そこが知りたい43 免疫細胞のエネルギー源

生きている人間は腐ることはありません。その当たり前のことが保たれているのは免疫細胞の働きのおかげです。免疫細胞は人間にとって害となる病原菌やがん細胞などを処理していく役割をしていますが、その働きは年齢が進むにつれて低下していきます。

免疫機能は20歳代がピークで、40歳代では半分に低下して、高齢者の仲間入りをする65歳では30%、後期高齢者になる75歳では20%にも低下するとの報告もあります。

免疫機能が低下する理由としては、白血球のT細胞は骨髄の増血幹細胞で作られ、胸腺で成長します。胸腺は20歳を過ぎると急激に萎縮するため、これが大きく関係していると考えられています。

免疫を強化する方法として、運動、体温を高める、入浴、ストレス低減など、さまざまな方法があげられています。それと同時に重要になるのはエネルギー代謝です。全身の細胞はエネルギー源の糖質、脂質、たんぱく質を取り込んで、細胞内のミトコンドリアでエネルギー化させています。

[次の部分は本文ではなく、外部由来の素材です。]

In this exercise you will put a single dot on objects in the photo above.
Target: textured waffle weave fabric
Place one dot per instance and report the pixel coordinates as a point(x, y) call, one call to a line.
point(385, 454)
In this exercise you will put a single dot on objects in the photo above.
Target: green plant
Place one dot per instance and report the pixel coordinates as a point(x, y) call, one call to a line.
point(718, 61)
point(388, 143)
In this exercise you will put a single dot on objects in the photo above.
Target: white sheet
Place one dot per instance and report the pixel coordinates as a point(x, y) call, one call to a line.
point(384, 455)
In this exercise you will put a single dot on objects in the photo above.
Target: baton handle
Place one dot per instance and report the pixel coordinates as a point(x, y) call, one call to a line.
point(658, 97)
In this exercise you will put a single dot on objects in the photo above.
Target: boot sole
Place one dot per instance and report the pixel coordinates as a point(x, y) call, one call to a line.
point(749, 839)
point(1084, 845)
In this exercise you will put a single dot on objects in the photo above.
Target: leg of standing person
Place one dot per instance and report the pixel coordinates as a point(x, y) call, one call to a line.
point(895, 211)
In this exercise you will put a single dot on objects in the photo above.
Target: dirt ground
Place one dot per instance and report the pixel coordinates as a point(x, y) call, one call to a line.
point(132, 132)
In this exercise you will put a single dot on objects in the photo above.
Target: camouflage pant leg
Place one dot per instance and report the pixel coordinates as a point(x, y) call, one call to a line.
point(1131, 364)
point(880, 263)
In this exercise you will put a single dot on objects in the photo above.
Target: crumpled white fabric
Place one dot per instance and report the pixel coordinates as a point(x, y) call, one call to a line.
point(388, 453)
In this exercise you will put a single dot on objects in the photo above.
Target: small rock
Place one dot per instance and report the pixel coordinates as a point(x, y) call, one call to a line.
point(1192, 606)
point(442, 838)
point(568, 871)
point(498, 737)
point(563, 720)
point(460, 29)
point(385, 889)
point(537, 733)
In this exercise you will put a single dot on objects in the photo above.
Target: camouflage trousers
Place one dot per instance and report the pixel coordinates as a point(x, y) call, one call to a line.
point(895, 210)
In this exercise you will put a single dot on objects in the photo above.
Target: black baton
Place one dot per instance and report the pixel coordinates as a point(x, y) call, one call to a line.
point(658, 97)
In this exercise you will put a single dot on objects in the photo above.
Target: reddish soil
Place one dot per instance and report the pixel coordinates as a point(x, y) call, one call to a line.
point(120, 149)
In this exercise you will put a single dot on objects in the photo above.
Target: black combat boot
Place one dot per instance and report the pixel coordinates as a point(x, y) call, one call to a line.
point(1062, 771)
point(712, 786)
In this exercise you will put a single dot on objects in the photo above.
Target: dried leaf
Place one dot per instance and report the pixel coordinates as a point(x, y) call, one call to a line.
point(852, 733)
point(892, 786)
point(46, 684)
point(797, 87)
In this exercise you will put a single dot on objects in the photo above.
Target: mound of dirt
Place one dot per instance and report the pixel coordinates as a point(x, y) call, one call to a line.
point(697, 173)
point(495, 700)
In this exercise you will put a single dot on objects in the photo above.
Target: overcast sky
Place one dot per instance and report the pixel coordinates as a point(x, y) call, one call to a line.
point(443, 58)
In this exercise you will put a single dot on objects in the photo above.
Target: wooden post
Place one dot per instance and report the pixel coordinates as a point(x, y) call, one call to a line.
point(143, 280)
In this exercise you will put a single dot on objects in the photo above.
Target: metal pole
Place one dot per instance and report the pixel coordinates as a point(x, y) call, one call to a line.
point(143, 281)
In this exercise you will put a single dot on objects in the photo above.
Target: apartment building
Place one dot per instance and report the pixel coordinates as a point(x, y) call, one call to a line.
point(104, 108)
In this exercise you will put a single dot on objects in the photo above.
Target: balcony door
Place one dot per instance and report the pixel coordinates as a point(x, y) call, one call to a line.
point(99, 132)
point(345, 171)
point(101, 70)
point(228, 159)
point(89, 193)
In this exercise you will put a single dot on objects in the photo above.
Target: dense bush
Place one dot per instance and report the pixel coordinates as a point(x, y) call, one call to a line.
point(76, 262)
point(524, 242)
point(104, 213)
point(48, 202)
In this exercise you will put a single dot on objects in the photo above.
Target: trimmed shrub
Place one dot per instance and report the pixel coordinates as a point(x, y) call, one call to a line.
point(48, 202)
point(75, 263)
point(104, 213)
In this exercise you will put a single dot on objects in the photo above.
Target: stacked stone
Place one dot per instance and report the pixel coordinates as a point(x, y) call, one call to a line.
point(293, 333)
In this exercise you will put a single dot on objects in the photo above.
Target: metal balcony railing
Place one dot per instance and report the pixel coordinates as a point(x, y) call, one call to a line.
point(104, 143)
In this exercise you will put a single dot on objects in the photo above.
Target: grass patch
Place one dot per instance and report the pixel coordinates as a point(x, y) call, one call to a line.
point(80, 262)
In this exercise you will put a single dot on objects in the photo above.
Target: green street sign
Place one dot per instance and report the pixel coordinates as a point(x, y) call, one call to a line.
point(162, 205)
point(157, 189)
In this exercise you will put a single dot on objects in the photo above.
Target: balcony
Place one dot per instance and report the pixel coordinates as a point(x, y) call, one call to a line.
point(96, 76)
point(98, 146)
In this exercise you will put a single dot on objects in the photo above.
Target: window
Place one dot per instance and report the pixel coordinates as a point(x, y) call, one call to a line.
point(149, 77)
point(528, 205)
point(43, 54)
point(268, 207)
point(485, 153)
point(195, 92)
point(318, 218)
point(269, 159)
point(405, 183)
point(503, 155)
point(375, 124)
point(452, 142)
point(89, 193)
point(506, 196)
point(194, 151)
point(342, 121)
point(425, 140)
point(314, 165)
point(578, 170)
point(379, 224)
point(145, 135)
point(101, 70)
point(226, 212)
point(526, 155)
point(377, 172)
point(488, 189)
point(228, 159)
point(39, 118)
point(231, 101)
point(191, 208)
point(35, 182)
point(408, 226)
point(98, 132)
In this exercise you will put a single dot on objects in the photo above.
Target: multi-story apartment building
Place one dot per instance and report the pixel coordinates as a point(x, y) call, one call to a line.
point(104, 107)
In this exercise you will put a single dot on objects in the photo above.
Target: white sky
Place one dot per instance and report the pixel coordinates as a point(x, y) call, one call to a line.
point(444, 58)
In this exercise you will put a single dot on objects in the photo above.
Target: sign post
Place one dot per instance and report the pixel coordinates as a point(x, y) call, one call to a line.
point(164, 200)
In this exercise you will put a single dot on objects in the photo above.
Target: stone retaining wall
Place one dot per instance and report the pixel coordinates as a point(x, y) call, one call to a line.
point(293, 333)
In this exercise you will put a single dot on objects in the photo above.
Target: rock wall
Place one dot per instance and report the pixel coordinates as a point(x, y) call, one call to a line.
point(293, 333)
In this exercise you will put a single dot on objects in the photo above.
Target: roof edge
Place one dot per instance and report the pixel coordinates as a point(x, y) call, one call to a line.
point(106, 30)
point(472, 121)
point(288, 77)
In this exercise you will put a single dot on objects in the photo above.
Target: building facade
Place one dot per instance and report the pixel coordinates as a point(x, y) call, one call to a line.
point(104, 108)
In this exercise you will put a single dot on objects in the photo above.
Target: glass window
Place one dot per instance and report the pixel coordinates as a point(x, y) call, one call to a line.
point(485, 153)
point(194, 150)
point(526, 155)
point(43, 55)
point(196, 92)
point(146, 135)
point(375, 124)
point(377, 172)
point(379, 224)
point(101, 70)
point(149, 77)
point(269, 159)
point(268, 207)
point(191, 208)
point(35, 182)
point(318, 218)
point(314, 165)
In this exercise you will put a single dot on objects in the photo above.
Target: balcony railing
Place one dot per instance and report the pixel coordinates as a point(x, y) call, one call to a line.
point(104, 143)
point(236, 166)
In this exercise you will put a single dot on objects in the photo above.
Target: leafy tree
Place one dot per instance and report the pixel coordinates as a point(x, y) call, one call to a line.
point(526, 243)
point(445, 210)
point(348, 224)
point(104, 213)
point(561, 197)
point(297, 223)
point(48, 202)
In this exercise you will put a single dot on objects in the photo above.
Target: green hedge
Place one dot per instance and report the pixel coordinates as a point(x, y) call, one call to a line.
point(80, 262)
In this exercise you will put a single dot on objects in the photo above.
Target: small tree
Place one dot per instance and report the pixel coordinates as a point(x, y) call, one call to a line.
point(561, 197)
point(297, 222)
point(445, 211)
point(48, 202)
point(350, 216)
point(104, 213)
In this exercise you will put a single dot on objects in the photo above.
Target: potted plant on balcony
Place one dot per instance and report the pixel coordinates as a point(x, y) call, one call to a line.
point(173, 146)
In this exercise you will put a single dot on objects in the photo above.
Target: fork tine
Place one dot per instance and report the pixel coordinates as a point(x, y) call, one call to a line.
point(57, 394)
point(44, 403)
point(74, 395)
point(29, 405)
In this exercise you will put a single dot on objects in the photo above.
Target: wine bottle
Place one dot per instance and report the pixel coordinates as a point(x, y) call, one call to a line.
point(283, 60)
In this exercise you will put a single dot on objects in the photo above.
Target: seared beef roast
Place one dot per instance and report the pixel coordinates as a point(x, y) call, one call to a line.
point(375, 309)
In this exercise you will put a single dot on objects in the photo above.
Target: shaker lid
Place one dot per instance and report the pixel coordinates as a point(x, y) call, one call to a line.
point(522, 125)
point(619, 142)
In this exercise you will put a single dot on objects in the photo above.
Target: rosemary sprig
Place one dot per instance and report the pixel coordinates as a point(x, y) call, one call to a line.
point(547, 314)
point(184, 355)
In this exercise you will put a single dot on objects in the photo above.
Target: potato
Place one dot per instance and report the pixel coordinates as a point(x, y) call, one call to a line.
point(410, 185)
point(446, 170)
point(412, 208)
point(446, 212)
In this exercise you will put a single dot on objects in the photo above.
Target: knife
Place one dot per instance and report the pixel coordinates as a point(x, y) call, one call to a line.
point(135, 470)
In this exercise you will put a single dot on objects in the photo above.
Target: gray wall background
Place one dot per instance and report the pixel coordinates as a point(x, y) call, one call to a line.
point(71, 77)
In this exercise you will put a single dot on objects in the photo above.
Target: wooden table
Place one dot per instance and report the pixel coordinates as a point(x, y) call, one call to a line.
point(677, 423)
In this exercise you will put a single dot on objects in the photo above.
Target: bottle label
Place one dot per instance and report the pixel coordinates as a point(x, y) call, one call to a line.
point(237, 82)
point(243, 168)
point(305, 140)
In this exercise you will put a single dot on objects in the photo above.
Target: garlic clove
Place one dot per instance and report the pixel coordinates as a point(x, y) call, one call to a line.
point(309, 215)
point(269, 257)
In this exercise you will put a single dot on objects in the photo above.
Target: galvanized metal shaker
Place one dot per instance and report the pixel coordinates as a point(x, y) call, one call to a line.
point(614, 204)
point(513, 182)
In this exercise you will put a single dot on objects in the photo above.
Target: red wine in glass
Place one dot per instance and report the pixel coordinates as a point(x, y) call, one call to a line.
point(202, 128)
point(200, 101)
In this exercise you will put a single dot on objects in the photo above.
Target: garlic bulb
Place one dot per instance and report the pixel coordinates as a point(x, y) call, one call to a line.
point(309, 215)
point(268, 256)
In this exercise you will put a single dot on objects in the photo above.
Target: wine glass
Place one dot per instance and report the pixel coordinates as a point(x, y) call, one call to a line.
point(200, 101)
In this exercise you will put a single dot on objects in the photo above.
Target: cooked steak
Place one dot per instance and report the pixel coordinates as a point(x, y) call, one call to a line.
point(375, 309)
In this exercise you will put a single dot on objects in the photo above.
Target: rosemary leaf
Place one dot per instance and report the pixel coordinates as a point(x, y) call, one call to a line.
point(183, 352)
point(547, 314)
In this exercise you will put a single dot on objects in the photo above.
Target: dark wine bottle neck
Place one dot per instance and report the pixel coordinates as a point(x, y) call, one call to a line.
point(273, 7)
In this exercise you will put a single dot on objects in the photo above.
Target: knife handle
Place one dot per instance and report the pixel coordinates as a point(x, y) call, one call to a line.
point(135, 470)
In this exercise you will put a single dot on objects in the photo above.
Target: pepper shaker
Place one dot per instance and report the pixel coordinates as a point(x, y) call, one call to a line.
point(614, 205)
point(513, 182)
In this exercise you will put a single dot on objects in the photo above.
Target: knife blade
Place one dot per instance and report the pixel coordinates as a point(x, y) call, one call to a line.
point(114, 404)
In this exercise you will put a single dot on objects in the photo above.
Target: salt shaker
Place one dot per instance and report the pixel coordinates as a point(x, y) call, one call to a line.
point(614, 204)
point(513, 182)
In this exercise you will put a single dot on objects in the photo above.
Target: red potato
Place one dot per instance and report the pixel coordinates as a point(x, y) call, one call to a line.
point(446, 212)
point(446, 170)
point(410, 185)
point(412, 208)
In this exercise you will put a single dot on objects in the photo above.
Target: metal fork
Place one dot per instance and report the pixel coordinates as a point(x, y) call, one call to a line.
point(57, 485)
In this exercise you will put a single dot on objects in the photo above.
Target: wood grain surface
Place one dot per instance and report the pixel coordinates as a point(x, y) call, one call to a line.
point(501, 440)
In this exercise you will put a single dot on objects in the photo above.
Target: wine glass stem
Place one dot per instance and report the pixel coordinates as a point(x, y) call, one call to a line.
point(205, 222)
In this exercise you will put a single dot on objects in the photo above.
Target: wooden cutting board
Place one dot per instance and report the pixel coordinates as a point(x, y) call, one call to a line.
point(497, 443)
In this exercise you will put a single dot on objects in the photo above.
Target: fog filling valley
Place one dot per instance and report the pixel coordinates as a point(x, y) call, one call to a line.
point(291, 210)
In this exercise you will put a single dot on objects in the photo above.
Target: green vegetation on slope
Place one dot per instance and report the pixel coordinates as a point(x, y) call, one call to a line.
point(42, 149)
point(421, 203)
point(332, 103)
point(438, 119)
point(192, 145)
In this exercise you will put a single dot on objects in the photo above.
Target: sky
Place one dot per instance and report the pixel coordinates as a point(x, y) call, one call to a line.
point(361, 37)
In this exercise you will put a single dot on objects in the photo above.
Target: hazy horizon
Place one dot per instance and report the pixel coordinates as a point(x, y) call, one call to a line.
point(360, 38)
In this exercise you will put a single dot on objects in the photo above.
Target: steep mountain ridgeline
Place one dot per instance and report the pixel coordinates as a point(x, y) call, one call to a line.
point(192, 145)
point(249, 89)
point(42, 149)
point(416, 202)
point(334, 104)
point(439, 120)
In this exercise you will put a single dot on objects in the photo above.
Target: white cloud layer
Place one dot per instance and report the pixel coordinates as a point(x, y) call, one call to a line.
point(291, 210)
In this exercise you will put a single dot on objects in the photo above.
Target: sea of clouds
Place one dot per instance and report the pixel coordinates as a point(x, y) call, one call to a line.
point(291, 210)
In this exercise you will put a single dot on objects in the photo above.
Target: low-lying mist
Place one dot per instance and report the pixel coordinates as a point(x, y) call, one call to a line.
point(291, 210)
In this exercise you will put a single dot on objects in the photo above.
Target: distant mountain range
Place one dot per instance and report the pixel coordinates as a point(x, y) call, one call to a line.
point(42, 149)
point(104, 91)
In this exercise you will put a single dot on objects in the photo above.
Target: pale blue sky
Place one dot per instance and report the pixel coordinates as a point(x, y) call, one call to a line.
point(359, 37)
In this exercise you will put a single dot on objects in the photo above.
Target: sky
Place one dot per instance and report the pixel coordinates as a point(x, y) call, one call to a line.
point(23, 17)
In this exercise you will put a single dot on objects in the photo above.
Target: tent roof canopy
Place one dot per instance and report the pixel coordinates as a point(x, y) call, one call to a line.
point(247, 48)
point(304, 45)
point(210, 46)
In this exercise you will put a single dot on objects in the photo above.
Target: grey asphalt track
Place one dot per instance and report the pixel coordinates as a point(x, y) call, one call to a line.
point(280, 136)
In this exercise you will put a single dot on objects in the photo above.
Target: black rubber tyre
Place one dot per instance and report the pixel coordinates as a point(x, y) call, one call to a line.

免疫細胞も必要とするエネルギー源は同じで、中でもエネルギー化しやすいのは糖質(ブドウ糖)です。加齢によって食が細くなり、糖質の摂取が少なくなってくると免疫機能も低下してきます。

脂質(脂肪酸)とたんぱく質(アミノ酸)でも免疫細胞のエネルギーにはなるのですが、免疫細胞の機能は中枢神経が正常に働くことによって保たれています。全身の神経は脳から発せられる情報を伝達しています。脳が正常に働くことで、神経の働きも正常に保つことができます。

脳細胞のエネルギー源となるのはブドウ糖だけです。血管と脳細胞の間には血液脳関門というゲートの役割をする部分があって、ここを通過できるエネルギー源はブドウ糖だけで、脂肪酸もアミノ酸も通過できないからです。

健康維持のためとして糖質制限がブームになっていますが、これは免疫を低下させる要因になっていることだけは少なくとも知っておいてほしいのです。